Professor Sato, who specializes in international space law, points out, “Whether Earth’s laws, let alone a local government’s ordinances, can be applied to extraterrestrial life forms is an extremely challenging attempt from a legal perspective.” He presents new challenges, saying, “If first contact begins with a parking violation notice, it could develop into an interplanetary diplomatic issue. At the very least, warning notices should be written in universal standard language.”
The council is already considering establishing an “Alien Resident Registration Counter” and enacting an “Ordinance on Pet (Extraterrestrial Creature) Waste Disposal” as next steps. The day when the ground-level problems citizens face and the distant universe the council envisions will intersect seems to be quite far off.
Stakeholder Comments
- Councilman Ichiro Tanaka: “I’m prepared for criticism. History has always been made by those who were ahead of their time. Galileo was laughed at first too.”
- Mr. Suzuki with the light truck: “Has my parking space disappeared into another dimension or something?”
- UFO (wishes to remain anonymous): “I was just looking at the stars for a moment… I’ll tell my friends that this planet is strict about parking manners.”
- Anti-gravity tow truck operator: “The operation manual is written in ancient characters and I can’t read it. I’ll just try pressing the red button for now.”
- Parking surveillance drone: “Warning… Warning… Language settings… Unknown… Will just… Flash lights.”
- Professor Sato (International Space Law): “If payment of fines is refused, is enforcement possible?
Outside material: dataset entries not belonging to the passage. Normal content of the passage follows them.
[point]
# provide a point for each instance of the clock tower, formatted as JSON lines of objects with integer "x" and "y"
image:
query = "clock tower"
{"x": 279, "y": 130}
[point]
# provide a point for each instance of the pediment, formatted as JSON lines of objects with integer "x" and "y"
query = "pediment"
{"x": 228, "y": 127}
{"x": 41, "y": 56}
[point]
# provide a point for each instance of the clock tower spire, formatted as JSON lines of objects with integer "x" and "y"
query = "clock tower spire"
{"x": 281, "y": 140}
This could be a very interesting precedent.”
- City Finance Department staff: “The exchange rate for galactic standard credits fluctuates daily, so we can’t forecast revenue.”
- Earth’s gravity: “Am I even working these days? Everyone’s just talking about floating around.”
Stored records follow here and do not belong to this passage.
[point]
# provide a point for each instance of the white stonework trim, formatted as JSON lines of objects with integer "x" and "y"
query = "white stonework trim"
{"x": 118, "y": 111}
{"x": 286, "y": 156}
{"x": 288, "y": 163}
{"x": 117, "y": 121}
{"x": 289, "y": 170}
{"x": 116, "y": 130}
- Mayor of neighboring city: “They beat us to it… Maybe we’ll build a hot spring facility for aliens.”
- The concept of bureaucracy: “Hehehe… My dominion has finally breached the atmosphere.”
International Expressions
Haiku
- Silver disc gets / One ticket attached to it / In autumn sky
- Light truck’s lament / Unknown to star council / Meeting proceeds
- Alien learns / For the very first time / Fine system
- Tow truck pulling / Defying gravity laws / Through the sky
- Ordinance reach / To the edge of universe / Can it extend?
- Citizens’ tax / Transformed into waiting space / For flying discs
- Warning notice / In unreadable script / Dancing in wind
- Dreams discussed in / Council chamber while outside / Street parking fills
- Welcoming stars / People crawling on the ground / Put on hold
- Autumn wind blows / Budget disappearing / Into the sky
Kanji / Chinese Characters
銀河一観光都市目指市議会 地球初UFO専用駐車場設置決定 超過罰金 悪質レッカー移動 市民不満声
Emoji
👽🛸🅿️⏰➡️💵🚫➡️🚛➡️📈😠👨🌾🚚
Onomatopoeia
Whooosh, twinkle twinkle… Swoooosh. Thud. Beep beep beep…! Whirrr, rumble rumble… Slap. Murmur murmur… Sigh…
SNS
- #UFOParkingViolation
- #TaxMoneyUseOfTheYear
- #OnlyOurCityLivesInTheFuture
- #ProtectLightTruckDignity
- #GalacticHospitalityIsWhat
- First contact is a parking violation
- Aliens, please teach our mayor some common sense
- Can I pay the towing fee with galactic credits?
- #SciFiAdministration
- Tomorrow’s front page: “Interplanetary War Erupts”?